Wednesday, July 22, 2009

thesis abstract

 xienjiekou underground  mall, nanjing

Landscapes in Motion:

mobility and the perception of space and time in the Jiangnan, China



When standing on the street lined by six-story luxury department stores at Xienjiekou, Nanjing, one would not suspect a parallel sprawling subterranean mall underfoot. A web of escalators pull crowds under to gawk at shops averaging four meters wide by six meters deep, spread out for blocks on end over two stories. If Rem Koolhaas' Delirious New York summarized an epoch of reaching skywards, this is an investigation of buildings on their sides, a layered, complex urbanism that stretches horizontally that thickens the very surface of the earth.


Nanjing is amongst the fourteen cities that comprises a mega-city region in the area historically known as the Jiangnan, south of the Yangtze River Delta, China. With 80 million inhabitants, it is the most populated urban agglomeration in China and its principal economic workhorse.  It is also part of a larger global phenomena of emerging city clusters, from Boston to Washington to the Randstad in northern Europe, that have economically more to do with each other than apart. Such city clusters are not simply larger scaled cities with their suburbs. Unlike the homogeneous and fragmented Fordist suburban landscapes - the Jiangnan is a single organic complex of stacked and coexisting landscape-scaled processes stretching out over 300 km between each of its three main nodal cities.  
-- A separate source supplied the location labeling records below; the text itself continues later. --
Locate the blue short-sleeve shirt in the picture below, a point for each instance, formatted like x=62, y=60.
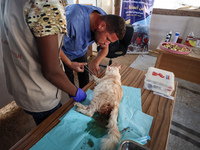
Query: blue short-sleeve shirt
x=79, y=37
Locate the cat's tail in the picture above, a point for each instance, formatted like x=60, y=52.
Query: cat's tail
x=113, y=138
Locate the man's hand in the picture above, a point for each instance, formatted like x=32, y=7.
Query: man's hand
x=78, y=67
x=80, y=95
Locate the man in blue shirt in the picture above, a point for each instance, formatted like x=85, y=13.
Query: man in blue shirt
x=85, y=25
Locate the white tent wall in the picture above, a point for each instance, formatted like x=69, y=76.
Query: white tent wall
x=160, y=25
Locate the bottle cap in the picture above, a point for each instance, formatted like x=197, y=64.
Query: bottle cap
x=177, y=34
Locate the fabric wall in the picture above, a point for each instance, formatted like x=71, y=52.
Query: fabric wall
x=160, y=25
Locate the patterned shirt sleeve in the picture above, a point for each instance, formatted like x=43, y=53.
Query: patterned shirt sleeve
x=45, y=17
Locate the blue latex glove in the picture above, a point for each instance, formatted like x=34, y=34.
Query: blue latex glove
x=80, y=95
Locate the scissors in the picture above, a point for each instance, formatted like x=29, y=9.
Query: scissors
x=88, y=70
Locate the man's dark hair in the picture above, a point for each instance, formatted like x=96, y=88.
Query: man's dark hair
x=115, y=24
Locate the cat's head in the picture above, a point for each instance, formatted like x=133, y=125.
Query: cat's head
x=113, y=70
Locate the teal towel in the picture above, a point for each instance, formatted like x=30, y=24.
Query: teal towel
x=80, y=132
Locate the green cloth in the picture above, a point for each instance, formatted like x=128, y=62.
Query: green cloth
x=80, y=132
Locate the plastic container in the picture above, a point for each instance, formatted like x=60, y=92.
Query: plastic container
x=167, y=38
x=159, y=80
x=176, y=37
x=170, y=34
x=190, y=36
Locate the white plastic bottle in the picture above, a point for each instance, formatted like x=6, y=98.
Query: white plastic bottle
x=190, y=36
x=176, y=37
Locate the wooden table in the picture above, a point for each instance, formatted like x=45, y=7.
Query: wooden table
x=186, y=67
x=159, y=107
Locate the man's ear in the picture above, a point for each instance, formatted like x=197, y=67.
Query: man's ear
x=102, y=26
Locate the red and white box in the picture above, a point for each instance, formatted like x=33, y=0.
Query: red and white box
x=159, y=80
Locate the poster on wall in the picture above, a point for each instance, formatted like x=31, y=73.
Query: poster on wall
x=138, y=14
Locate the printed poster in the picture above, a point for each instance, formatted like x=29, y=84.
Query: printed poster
x=138, y=14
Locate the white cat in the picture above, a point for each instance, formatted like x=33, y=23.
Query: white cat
x=106, y=98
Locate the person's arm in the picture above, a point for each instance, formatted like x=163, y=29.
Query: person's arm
x=51, y=69
x=78, y=67
x=101, y=55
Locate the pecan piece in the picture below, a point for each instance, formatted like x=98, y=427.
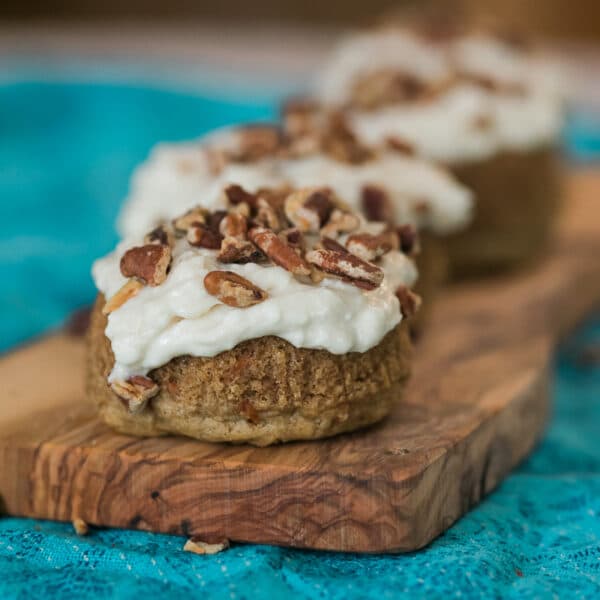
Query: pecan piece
x=203, y=236
x=197, y=546
x=308, y=208
x=125, y=293
x=135, y=392
x=268, y=215
x=235, y=250
x=236, y=194
x=340, y=222
x=400, y=145
x=233, y=289
x=234, y=225
x=347, y=266
x=376, y=204
x=370, y=247
x=160, y=235
x=192, y=217
x=409, y=239
x=409, y=301
x=149, y=263
x=279, y=252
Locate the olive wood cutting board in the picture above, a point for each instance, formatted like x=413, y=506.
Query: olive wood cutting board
x=475, y=406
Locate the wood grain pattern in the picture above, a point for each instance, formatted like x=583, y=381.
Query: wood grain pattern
x=476, y=405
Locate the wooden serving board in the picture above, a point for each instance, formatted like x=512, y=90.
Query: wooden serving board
x=476, y=405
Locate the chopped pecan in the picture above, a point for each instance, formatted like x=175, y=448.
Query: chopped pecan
x=278, y=251
x=195, y=216
x=236, y=194
x=234, y=225
x=293, y=237
x=256, y=142
x=135, y=392
x=386, y=86
x=268, y=215
x=329, y=244
x=149, y=263
x=308, y=208
x=80, y=526
x=409, y=301
x=376, y=204
x=236, y=250
x=347, y=266
x=197, y=546
x=340, y=222
x=409, y=239
x=125, y=293
x=203, y=236
x=397, y=144
x=160, y=235
x=370, y=247
x=233, y=289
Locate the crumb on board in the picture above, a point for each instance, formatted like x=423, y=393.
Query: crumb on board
x=197, y=546
x=80, y=526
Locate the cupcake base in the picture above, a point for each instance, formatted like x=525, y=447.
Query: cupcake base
x=517, y=197
x=432, y=264
x=262, y=392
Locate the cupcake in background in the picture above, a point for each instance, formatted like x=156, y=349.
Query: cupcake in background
x=474, y=100
x=389, y=186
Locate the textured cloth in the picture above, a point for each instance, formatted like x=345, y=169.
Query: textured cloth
x=65, y=155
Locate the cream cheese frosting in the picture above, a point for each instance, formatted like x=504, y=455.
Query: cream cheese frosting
x=446, y=127
x=180, y=317
x=178, y=176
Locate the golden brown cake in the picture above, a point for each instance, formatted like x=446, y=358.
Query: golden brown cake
x=283, y=316
x=474, y=99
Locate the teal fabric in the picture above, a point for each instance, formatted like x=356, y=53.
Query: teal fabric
x=65, y=155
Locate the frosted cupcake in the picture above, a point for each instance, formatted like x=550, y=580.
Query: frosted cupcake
x=385, y=185
x=280, y=317
x=486, y=108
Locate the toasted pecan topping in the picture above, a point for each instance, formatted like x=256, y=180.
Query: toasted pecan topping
x=233, y=289
x=409, y=239
x=371, y=247
x=235, y=250
x=386, y=86
x=197, y=546
x=278, y=251
x=347, y=266
x=234, y=225
x=329, y=244
x=203, y=236
x=148, y=263
x=409, y=301
x=340, y=222
x=160, y=235
x=236, y=194
x=308, y=208
x=376, y=204
x=125, y=293
x=135, y=392
x=194, y=216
The primary linkages within this mat urbanism are rail-based. A proposed network of regional bullet-trains together with municipal subways provides modes of movement that will fundamentally alter the function and perception of the Jiangnan as a whole. It offers an opportunity to fulfill the economic advantage of clustering cities. It also permits the layering of other processes and flows - urban and rural, human and biological, productive landscapes and excess non-places - embedded within a fine-grained rail-based framework. If North America was shaped by the automobile in the past century, what will the experience be of moving horizontally at unprecedented speeds and distances within the Jiangnan of this century.


The capturing of speeds and vast multi-layered territories demands alternative methods and mediums of investigation. Mapping permits the quantitative exploration of different systems and their increasing density over time. Photography frames the qualitative experience of movement within the contemporary condition. Lastly, an architectural proposal seeks to combine cartography and imagery in a tangible, material exploration of landscapes in motion that is the condition of the Jiangnan.